Embora a trepanação seja considerada um procedimento seguro, algumas complicações podem surgir. Os médicos citam infecções no local da perfuração ou no espaço cerebral, volta do sangramento ou hematoma, lesões cerebrais devido à pressão ou ao próprio procedimento.
As sequelas podem incluir ainda comprometimento neurológico, como problemas de memória, dificuldades cognitivas, mudanças de humor ou fraqueza motora, dependendo da gravidade da hemorragia e da resposta ao procedimento.
Como é a recuperação?
“A recuperação é muito rápida”, diz Figueiredo. “Em geral, são anestesias breves. O procedimento dura muito pouco tempo e, dentre os procedimentos neurocirúrgicos que fazemos, é um dos mais simples”, completa.
Depois do procedimento, o paciente é acompanhado por alguns dias na Unidade de Terapia Intensiva (UTI). Por volta do terceiro ou quarto dia de internação, ele pode receber alta hospitalar para continuar o acompanhamento de forma ambulatorial, explica Wuilker Knoner Campos, presidente da Sociedade Brasileira de Neurocirurgia (SBN).
A recuperação total, com reabilitação em casa, leva entre semanas e meses, com o paciente devendo retornar ao hospital uma vez por mês para realizar tomografia. O tempo depende do motivo da cirurgia e da saúde do paciente.
Fatores como idade, condições clínicas e uso de medicamentos podem afetar significativamente a recuperação, assim como problemas como hipertensão, diabetes e doenças que comprometem a coagulação, como hemofilia.

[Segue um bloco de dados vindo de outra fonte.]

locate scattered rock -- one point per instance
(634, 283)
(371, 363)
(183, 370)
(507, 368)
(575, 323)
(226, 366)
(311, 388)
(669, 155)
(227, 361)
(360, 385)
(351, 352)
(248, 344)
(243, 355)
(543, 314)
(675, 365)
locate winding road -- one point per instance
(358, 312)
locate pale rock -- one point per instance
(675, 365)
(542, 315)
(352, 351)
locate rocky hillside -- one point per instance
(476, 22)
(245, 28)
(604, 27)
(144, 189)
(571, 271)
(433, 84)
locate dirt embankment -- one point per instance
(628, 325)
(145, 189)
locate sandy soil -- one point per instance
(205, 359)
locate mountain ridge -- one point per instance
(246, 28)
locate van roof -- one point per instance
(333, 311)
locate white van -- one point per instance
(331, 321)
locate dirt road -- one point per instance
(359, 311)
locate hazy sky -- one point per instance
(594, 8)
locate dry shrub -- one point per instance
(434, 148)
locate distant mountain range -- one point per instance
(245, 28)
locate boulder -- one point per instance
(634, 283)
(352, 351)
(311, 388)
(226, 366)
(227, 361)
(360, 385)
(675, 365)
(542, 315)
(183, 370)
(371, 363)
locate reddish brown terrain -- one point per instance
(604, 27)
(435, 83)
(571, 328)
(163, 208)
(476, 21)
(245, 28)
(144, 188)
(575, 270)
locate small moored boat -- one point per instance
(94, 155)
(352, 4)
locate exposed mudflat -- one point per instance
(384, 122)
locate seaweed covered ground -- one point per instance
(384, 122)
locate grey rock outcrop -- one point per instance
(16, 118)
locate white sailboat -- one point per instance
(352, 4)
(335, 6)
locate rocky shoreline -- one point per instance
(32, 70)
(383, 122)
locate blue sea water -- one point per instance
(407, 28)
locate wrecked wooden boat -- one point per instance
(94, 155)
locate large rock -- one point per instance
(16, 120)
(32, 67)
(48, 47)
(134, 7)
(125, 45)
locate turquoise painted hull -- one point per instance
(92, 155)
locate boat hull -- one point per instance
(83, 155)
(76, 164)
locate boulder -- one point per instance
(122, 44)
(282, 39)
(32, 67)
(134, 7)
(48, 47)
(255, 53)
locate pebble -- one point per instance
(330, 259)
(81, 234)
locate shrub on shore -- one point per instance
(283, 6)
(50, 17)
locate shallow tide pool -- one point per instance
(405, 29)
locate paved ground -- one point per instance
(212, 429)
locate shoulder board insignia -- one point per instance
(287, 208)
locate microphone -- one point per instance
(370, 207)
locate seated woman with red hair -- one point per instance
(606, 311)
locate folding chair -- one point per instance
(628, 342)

Pacientes que tomam anticoagulantes (como varfarina ou rivaroxabana) ou antiagregantes (como aspirina e clopidogrel) têm maior risco de retorno do sangramento e de precisar de uma nova intervenção. Pessoas com histórico de alcoolismo também apresentam maior risco de complicações e pior prognóstico.
Após o procedimento, os pacientes devem evitar atividades intensas e seguir as orientações médicas rigorosamente. Isso inclui tomar medicamentos prescritos, comparecer a consultas de acompanhamento e, com frequência, realizar sessões de fisioterapia ou terapia ocupacional.